Cardinal Luis Antonio Tagle in the village of Kitar, Nepal. Photo: Shahid Khan, Caritas

President of Caritas Internationalis Cardinal Luis Antonio Tagle spoke of the vital role faith-based organisations play in emergencies, when he addressed a Special Session on Religious Engagement at the World Humanitarian Summit held in Istanbul, Turkey this week.

Cardinal Tagle said engaging local and faith-based organisations can offer vulnerable people more effective and efficient help in emergencies.

More than 20 Caritas member organisations attended the summit including Caritas Australia, the Catholic Church's international aid and development agency.

Caritas Australia is part of Caritas Internationalis, one of the largest humanitarian networks in the world. The Caritas network has been advocating that the current approach to humanitarian response must be replaced by an investment in strengthening grassroots capacity, improving partnership and coordination.

Caritas Australia has also been involved in the summit's discussions along with Australian non-government organisations and the Department of Foreign Affairs and Trade.

"Local organisations, including parish-based Caritas and other faith-based organisations, often are the first to respond to emergencies," said Caritas Australia's Head of Emergencies, Melville Fernandez.

"With its grassroots network, Caritas is extremely well placed to offer a unique contribution in response to the needs of people and communities affected by conflicts and natural disasters, since its network extends from global, regional, national and local community levels."
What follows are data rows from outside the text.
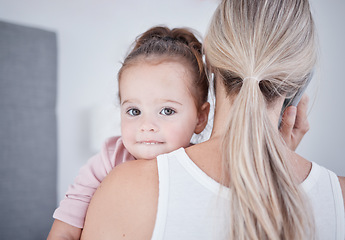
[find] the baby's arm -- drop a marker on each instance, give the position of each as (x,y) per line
(70,215)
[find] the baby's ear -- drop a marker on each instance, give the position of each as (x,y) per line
(202,118)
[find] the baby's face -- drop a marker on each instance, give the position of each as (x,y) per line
(158,112)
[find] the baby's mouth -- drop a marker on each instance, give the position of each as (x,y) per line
(150,142)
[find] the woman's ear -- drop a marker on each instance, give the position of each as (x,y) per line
(202,118)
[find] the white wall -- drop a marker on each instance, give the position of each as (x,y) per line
(94,36)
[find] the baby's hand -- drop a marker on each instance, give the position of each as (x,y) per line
(295,123)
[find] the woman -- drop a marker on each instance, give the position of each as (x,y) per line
(244,182)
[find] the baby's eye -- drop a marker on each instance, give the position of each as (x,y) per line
(167,111)
(134,112)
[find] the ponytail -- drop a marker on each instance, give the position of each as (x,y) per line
(265,200)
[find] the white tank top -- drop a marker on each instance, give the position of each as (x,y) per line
(191,205)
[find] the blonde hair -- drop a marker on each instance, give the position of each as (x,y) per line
(261,50)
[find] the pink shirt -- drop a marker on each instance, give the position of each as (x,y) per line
(73,207)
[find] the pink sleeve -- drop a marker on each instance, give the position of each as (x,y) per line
(73,207)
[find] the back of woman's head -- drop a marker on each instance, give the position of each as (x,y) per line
(159,44)
(261,50)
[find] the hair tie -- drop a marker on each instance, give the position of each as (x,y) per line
(253,78)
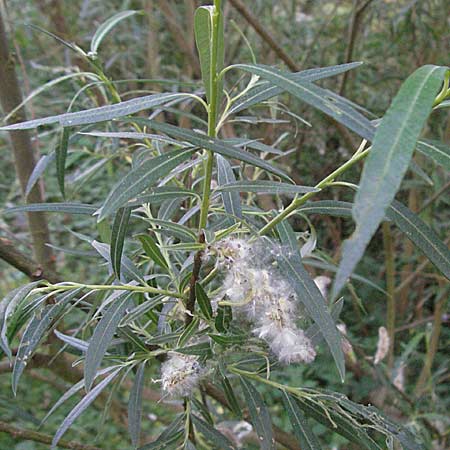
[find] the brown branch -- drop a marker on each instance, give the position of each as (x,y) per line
(425,374)
(190,304)
(265,35)
(262,31)
(280,436)
(10,97)
(179,34)
(24,263)
(357,15)
(29,435)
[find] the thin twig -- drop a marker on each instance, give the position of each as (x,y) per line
(280,436)
(30,435)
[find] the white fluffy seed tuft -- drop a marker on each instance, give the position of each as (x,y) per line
(180,375)
(260,295)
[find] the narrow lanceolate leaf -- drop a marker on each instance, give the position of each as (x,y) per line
(225,176)
(140,178)
(203,28)
(420,234)
(38,170)
(7,308)
(302,432)
(213,144)
(395,140)
(81,406)
(135,406)
(102,337)
(265,186)
(158,195)
(309,294)
(423,236)
(106,27)
(100,114)
(152,250)
(319,98)
(212,435)
(129,271)
(203,40)
(61,154)
(119,230)
(67,208)
(259,414)
(203,301)
(72,391)
(266,90)
(34,332)
(173,229)
(436,150)
(168,437)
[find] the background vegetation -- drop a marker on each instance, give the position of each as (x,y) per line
(155,51)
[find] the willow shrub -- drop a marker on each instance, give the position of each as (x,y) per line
(216,291)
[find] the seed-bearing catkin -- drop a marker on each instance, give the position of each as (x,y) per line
(180,374)
(263,298)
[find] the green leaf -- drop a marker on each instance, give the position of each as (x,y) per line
(119,230)
(266,90)
(308,293)
(188,332)
(253,144)
(135,135)
(203,40)
(67,208)
(436,150)
(152,250)
(203,25)
(315,96)
(213,144)
(158,195)
(101,114)
(61,154)
(265,186)
(140,178)
(72,391)
(81,406)
(340,424)
(395,140)
(422,236)
(228,339)
(223,318)
(259,414)
(302,432)
(415,229)
(34,332)
(106,27)
(225,175)
(7,307)
(202,349)
(173,229)
(231,397)
(129,271)
(135,405)
(203,301)
(212,435)
(102,337)
(141,309)
(38,170)
(169,436)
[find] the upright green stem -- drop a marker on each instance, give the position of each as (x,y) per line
(209,163)
(212,113)
(304,198)
(390,288)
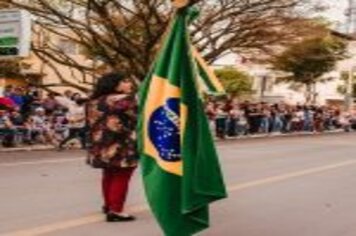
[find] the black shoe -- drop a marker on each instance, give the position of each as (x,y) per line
(105,209)
(116,217)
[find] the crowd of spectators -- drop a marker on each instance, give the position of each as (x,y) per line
(231,119)
(27,117)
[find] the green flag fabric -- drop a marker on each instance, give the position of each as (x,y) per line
(180,167)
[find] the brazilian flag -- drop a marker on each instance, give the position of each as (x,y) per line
(181,171)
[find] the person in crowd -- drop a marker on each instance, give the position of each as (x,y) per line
(112,120)
(210,112)
(41,127)
(50,104)
(7,130)
(18,97)
(76,124)
(221,121)
(241,121)
(21,126)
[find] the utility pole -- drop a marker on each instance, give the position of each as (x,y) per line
(351,29)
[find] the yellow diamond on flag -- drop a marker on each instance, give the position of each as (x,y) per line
(180,3)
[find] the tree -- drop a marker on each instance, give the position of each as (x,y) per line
(125,35)
(307,61)
(236,83)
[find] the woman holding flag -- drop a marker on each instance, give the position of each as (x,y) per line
(112,120)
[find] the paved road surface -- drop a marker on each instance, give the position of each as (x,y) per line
(302,186)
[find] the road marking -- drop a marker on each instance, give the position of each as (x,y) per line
(95,218)
(24,163)
(280,178)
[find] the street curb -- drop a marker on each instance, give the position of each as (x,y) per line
(219,141)
(278,136)
(26,149)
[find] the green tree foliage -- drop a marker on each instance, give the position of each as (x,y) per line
(308,60)
(125,35)
(235,82)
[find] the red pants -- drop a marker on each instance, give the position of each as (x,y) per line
(115,187)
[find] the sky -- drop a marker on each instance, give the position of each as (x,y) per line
(336,10)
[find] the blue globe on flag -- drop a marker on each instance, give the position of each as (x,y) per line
(164,130)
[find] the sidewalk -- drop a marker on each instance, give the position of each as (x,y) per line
(248,137)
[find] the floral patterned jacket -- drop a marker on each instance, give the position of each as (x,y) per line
(112,122)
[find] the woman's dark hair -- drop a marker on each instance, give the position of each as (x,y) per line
(106,85)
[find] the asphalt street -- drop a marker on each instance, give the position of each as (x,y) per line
(298,186)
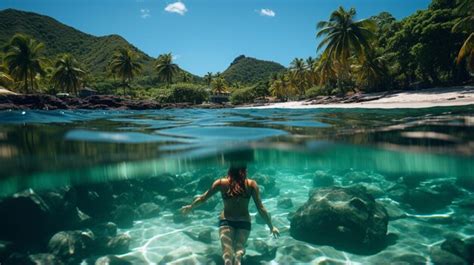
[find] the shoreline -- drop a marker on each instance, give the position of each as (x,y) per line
(96,102)
(423,98)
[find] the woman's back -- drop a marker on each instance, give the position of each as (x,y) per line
(236,206)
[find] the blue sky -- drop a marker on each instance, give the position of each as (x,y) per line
(206,35)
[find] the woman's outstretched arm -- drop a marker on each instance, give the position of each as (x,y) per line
(261,209)
(202,198)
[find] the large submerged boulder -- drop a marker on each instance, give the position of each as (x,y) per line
(346,218)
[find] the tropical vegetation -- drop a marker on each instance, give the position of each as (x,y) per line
(67,74)
(125,65)
(432,47)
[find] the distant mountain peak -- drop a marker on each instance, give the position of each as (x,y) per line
(248,70)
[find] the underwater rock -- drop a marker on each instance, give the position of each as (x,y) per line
(108,229)
(205,236)
(322,179)
(112,260)
(353,177)
(177,193)
(123,216)
(285,203)
(178,203)
(35,259)
(441,257)
(267,252)
(119,244)
(148,210)
(209,205)
(393,211)
(160,200)
(45,259)
(71,245)
(332,216)
(466,182)
(268,183)
(409,258)
(432,198)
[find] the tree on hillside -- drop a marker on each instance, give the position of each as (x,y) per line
(208,78)
(371,72)
(465,8)
(298,75)
(344,37)
(280,87)
(23,60)
(67,74)
(125,65)
(165,68)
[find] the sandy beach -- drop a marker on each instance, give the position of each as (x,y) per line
(425,98)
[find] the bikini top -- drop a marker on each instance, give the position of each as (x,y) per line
(246,194)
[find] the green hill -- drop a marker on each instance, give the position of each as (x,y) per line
(93,52)
(247,70)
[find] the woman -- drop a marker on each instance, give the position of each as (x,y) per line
(234,220)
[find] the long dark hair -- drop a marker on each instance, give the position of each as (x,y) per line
(236,176)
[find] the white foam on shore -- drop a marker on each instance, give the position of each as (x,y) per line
(425,98)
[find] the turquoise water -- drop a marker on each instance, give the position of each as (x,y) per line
(378,149)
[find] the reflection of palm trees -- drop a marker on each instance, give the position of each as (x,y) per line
(67,74)
(165,68)
(125,65)
(344,37)
(23,60)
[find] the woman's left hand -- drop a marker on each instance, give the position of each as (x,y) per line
(186,209)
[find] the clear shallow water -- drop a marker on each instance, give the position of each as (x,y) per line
(374,148)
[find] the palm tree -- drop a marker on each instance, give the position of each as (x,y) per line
(298,75)
(280,87)
(345,37)
(371,72)
(312,77)
(219,85)
(23,59)
(67,74)
(125,65)
(208,78)
(166,68)
(325,70)
(186,77)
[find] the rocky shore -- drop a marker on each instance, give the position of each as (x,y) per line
(48,102)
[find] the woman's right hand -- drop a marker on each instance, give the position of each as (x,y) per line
(275,232)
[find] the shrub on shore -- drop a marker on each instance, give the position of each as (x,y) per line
(184,92)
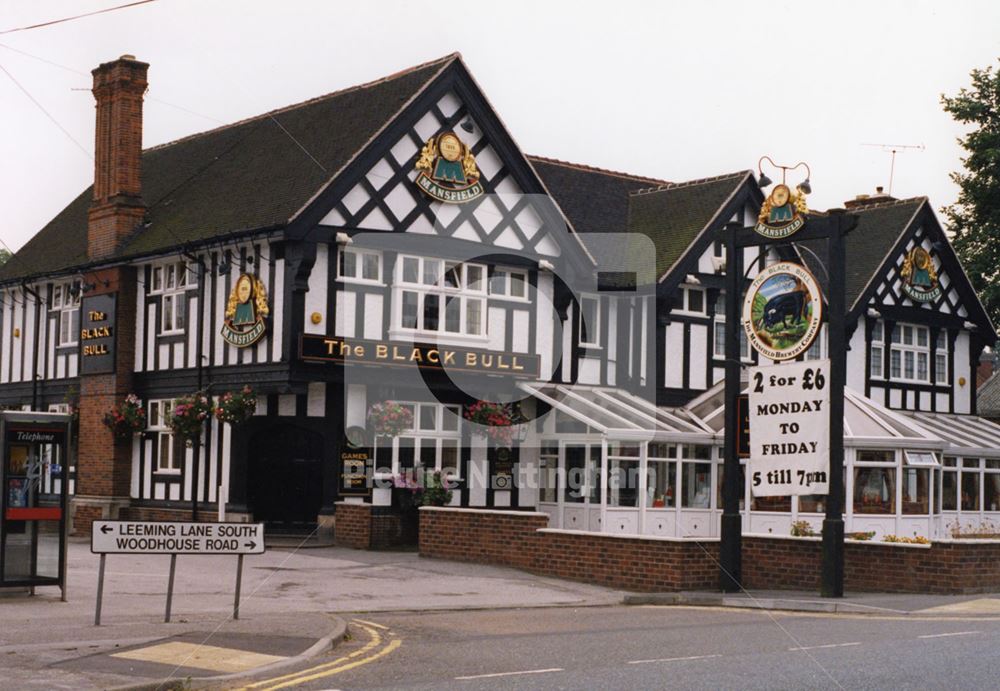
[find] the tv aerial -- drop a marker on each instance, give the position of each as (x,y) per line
(895,149)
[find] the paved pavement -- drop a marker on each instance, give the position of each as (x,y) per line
(297,604)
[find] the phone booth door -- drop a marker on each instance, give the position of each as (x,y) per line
(33,472)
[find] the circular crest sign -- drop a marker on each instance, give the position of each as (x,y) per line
(783,311)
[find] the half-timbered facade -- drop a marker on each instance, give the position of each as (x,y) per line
(593,300)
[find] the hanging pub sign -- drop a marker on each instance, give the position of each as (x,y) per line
(246,310)
(97,334)
(790,429)
(446,170)
(782,213)
(783,311)
(920,281)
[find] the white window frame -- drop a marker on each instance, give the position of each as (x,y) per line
(163,437)
(422,287)
(502,279)
(359,255)
(68,307)
(685,302)
(595,332)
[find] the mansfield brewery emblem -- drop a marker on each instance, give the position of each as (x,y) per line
(782,213)
(920,282)
(783,311)
(245,312)
(446,170)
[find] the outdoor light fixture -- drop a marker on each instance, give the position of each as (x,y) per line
(804,187)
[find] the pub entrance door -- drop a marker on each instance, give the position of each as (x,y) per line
(34,467)
(285,483)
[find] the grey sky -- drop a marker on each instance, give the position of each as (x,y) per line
(674,90)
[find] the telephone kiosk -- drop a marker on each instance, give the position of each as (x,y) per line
(35,477)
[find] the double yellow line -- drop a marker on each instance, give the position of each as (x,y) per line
(379,645)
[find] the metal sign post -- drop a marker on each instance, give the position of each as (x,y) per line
(174,538)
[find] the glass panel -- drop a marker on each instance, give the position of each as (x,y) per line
(517,285)
(874,490)
(428,417)
(409,320)
(574,478)
(431,312)
(474,277)
(370,268)
(406,453)
(916,491)
(498,283)
(474,317)
(696,485)
(949,491)
(452,314)
(623,483)
(661,484)
(991,491)
(348,263)
(411,269)
(970,491)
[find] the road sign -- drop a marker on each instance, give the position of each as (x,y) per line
(162,537)
(790,429)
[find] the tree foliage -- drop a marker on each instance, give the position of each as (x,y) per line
(975,218)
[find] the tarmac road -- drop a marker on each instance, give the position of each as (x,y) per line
(652,647)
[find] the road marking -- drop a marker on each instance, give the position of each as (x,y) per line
(821,647)
(510,674)
(672,659)
(341,664)
(945,635)
(211,657)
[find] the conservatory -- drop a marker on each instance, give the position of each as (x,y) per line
(611,462)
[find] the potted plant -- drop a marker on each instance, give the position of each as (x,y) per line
(188,416)
(126,418)
(236,408)
(494,420)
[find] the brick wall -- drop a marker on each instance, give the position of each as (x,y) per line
(353,527)
(521,540)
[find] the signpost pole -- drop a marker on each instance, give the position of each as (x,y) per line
(100,591)
(239,582)
(730,547)
(832,576)
(170,587)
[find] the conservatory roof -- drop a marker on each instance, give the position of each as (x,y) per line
(619,414)
(962,434)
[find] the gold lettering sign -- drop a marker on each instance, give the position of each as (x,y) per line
(337,349)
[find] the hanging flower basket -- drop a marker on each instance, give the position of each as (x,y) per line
(389,419)
(495,420)
(188,417)
(236,407)
(126,418)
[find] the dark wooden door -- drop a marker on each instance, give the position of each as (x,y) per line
(286,477)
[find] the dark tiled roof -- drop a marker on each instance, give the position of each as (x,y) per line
(673,216)
(988,398)
(879,228)
(246,176)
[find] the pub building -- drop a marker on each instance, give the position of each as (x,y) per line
(391,242)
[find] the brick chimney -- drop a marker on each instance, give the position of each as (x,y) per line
(104,465)
(117,207)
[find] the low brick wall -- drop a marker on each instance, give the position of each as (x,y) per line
(522,540)
(353,526)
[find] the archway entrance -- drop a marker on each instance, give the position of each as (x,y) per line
(285,483)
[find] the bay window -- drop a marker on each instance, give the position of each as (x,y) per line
(439,296)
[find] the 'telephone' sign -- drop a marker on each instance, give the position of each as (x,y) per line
(790,429)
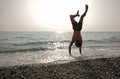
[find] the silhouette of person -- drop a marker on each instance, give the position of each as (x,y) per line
(77,27)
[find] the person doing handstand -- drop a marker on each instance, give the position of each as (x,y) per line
(77,27)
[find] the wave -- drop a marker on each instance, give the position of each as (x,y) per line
(108,40)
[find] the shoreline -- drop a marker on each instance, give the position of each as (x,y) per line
(101,68)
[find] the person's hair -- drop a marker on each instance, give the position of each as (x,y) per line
(78,43)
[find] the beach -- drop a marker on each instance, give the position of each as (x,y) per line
(101,68)
(44,55)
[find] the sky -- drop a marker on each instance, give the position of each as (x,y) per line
(53,15)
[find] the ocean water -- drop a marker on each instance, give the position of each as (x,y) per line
(18,48)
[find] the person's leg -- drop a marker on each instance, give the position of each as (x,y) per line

Mr Fernandez said faith-based agencies, including Caritas, delivered the majority of humanitarian relief following the Nepal earthquakes more than a year ago.

Caritas Australia, as the Caritas member agency chosen by Caritas Nepal to play a lead coordination role among 18 Caritas agencies from around the world, has been very active in the response. This was made possible through funds raised from the Australian government and community.

The Caritas network and religious congregations and institutions have so far helped more than 1.2 million Nepali  people with food, water, emergency shelter, education and sanitation.

"Growing inequality, climate change, water scarcity, urbanisation, conflict for resources and the spread of extremism will put millions in peril in the coming years. We need a humanitarian system able to address these growing needs," said Cardinal Tagle.